If you are a small business owner, say of a Mom and Pop shop, it’s quite common to take a casual approach to keeping accurate financial records. After all, your revenue may seem small and too insignificant to have your accounts constantly updated and monitored, enforce checks and balance procedures and keep your documents systematically. But keeping these financial records properly and up-to-date may be more important than you think.

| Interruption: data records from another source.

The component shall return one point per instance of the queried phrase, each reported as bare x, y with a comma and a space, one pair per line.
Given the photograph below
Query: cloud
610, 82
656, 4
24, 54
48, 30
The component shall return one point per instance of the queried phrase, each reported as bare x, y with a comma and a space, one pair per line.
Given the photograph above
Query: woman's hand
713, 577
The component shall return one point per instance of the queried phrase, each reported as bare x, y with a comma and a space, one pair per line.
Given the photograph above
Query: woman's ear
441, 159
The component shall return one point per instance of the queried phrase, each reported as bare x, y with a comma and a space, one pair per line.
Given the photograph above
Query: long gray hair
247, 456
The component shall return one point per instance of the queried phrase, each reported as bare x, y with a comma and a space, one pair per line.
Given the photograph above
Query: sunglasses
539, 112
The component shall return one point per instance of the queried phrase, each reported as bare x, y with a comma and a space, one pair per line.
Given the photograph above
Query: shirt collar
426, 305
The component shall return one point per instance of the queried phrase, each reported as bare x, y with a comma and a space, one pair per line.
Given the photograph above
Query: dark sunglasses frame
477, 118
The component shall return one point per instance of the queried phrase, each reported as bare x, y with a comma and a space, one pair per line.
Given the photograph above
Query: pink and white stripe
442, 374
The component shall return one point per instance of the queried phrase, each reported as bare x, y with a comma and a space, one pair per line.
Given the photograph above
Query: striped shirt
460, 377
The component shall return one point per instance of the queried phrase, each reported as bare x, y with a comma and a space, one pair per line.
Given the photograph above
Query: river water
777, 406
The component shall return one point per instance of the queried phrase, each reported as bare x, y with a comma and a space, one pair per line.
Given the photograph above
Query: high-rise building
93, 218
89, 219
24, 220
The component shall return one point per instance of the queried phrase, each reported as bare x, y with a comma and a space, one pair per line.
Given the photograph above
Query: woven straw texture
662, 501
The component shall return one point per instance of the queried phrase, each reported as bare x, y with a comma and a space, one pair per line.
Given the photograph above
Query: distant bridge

In tough economic times such as these, it is not uncommon to see small business owners file bankruptcy petitions in efforts to clear their debts and start afresh financially. Many business owners might have received advance payments for jobs they have contracted with their clients. But due to the credit squeeze and increased cost of doing business, they might have spent the advance payments without finishing the job they promised to do. If such a pattern continues, it will inevitably lead to increasing debt and disgruntled clients. I know of a small business owner who did not keep good financial records including records of a 6-figure advance payment from a client whose job he failed to complete. When it became clear his client was about to sue him, this business owner filed a bankruptcy petition.
But unfortunately, his petition was dismissed by the judge because of lack of up-to-date financial records.
So do not take chances. Even though you may be a small business owner, you should still keep accurate records of your income and expenditure and all other business transactions. Do not let bad financial record keeping become a hindrance to a successful bankruptcy petition.